The Lower Platte North NRD began operation on July 1, 1972. The Lower Platte North and 23 (now 22) other NRDs replaced more than 150 special purpose districts, including county soil and water conservation districts and watershed boards.
A New Approach
The NRD system was created by LB 1357 in the 1969 Unicameral session. The far-sighted sponsors of LB1357 (Maurice Kremer of Aurora, C.F. Moulton of Omaha, George Syas of Omaha, and Herb Nore of Genoa) knew that Nebraska's approach to conservation had become muddled by all of the special purpose districts, which suffered from funding problems and overlapping authority. They wanted to establish multipurpose districts that could deal with a broad range of natural resources issues.
Laying the Groundwork
After the passage of LB1357, the senators spent three years working with the existing conservation districts and other interested parties to hammer out the details of the new system.

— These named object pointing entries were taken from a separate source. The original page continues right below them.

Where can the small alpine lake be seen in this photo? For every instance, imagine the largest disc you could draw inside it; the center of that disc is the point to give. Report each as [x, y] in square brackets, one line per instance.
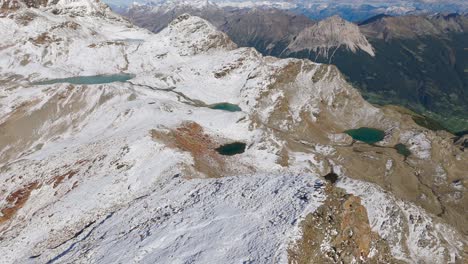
[231, 149]
[226, 107]
[366, 135]
[403, 150]
[95, 79]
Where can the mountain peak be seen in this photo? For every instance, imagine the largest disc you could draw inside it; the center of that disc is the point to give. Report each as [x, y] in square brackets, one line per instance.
[76, 7]
[192, 35]
[331, 33]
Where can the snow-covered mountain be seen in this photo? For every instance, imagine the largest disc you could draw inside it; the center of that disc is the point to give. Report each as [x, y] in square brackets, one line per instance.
[123, 172]
[328, 36]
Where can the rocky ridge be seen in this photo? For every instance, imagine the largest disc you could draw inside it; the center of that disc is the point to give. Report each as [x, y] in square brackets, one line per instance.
[109, 168]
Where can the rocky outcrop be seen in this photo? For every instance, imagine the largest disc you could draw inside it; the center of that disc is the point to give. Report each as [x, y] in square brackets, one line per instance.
[329, 35]
[92, 171]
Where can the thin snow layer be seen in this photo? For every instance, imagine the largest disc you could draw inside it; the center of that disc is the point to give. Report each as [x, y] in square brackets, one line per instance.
[328, 35]
[413, 235]
[108, 192]
[228, 220]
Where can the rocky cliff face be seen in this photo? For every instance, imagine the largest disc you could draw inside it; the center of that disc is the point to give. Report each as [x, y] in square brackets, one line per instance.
[328, 36]
[130, 172]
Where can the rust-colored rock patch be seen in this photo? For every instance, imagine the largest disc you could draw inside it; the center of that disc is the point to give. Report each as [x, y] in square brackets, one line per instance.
[16, 201]
[339, 232]
[190, 137]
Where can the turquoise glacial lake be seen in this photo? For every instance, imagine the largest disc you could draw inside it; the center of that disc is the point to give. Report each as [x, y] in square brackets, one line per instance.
[231, 149]
[226, 107]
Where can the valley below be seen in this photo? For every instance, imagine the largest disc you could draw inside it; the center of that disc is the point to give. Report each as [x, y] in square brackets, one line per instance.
[121, 145]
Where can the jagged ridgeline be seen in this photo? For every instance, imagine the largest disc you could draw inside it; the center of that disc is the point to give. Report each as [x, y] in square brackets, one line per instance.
[119, 145]
[418, 62]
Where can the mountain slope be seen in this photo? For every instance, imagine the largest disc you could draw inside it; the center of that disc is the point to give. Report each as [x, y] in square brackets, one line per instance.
[129, 172]
[418, 62]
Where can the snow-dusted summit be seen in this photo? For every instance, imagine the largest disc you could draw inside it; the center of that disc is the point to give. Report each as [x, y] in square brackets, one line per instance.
[128, 172]
[330, 34]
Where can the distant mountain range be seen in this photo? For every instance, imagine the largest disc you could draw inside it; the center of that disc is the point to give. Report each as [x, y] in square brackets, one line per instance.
[320, 9]
[417, 61]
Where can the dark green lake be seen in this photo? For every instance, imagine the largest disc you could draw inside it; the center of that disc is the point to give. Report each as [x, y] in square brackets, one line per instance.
[231, 149]
[96, 79]
[403, 150]
[366, 134]
[226, 107]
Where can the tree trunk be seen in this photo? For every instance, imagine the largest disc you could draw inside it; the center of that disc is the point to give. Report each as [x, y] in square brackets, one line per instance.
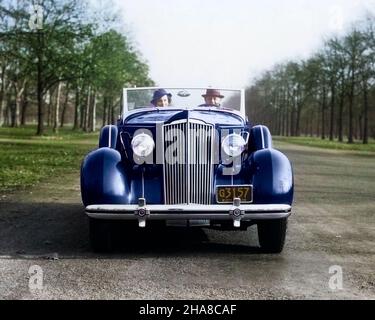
[57, 109]
[93, 119]
[332, 115]
[40, 130]
[365, 115]
[323, 112]
[87, 113]
[24, 105]
[341, 117]
[351, 102]
[76, 109]
[298, 119]
[65, 105]
[2, 95]
[105, 106]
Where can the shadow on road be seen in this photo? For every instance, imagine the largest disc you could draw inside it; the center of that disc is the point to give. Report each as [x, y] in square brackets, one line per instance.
[51, 230]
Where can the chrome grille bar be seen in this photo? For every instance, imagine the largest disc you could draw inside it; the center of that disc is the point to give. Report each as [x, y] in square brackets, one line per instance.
[188, 162]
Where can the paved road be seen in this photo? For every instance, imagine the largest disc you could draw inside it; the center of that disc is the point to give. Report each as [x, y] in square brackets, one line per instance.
[332, 229]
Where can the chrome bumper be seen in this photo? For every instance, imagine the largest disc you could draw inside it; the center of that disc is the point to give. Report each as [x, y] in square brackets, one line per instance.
[235, 212]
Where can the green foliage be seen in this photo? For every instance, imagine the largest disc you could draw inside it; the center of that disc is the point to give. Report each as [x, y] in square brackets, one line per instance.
[327, 144]
[27, 160]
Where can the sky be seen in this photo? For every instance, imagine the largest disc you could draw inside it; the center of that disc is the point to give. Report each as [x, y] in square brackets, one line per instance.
[227, 43]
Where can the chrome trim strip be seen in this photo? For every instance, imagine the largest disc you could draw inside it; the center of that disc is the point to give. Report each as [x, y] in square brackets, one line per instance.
[261, 132]
[110, 136]
[123, 208]
[185, 216]
[194, 165]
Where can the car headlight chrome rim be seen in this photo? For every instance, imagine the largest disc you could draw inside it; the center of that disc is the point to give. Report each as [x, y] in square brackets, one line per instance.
[233, 144]
[142, 145]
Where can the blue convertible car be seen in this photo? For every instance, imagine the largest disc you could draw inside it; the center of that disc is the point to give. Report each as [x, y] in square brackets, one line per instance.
[189, 162]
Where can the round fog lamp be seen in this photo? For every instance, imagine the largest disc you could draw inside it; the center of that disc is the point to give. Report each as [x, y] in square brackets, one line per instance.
[142, 145]
[233, 144]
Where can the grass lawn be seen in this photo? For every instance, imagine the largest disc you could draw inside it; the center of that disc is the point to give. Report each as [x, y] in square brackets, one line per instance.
[27, 159]
[326, 144]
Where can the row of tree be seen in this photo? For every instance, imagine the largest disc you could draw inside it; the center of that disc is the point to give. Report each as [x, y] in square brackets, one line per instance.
[331, 94]
[61, 61]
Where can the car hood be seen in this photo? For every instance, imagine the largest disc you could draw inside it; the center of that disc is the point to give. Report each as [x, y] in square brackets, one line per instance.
[215, 116]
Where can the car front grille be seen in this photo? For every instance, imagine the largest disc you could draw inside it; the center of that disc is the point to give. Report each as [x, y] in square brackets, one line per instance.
[188, 162]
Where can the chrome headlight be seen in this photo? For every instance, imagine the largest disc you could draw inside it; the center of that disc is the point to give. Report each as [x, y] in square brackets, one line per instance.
[142, 145]
[233, 144]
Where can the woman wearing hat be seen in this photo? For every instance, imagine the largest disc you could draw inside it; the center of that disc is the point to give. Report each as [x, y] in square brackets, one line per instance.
[161, 98]
[212, 97]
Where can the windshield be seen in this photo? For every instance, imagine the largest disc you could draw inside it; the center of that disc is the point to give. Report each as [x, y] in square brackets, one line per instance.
[137, 98]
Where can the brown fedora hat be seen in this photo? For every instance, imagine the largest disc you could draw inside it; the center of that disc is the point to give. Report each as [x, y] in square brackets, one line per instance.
[212, 93]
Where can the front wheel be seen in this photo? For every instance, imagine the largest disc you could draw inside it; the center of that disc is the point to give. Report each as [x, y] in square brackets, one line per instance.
[271, 235]
[100, 235]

Realizing that natural resources issues didn't respect artificial political boundaries such as county lines, they decided to take an innovative approach. NRDs would be based on the major river basins in the state, but still governed by locally-elected boards of directors. This approach combined the flexibility of local government with a broader watershed approach to conservation. NRDs were also given the authority to collect property taxes, which helped alleviate the funding difficulties that plagued the earlier special purpose districts.
Last Minute Challenge
The NRD concept proved somewhat controversial, and had to survive a last-minute court challenge before the 1972 lauch date. However, the Nebraska Supreme Court upheld the constitutionality of the NRD legislation, and the districts were officially formed on July 1.
A Unique System
At first, most NRDs simply continued programs begun by the previous soil and water conservation districts: primarily tree planting, flood control, and land treatment. Gradually, though, NRDs evolved into the multipurpose districts envisioned by their founders, becoming involved in groundwater management, outdoor recreation, and other programs. Today, Nebraska's unique system of locally-controlled, tax-funded, watershed-based conservation is widely admired throughout the nation.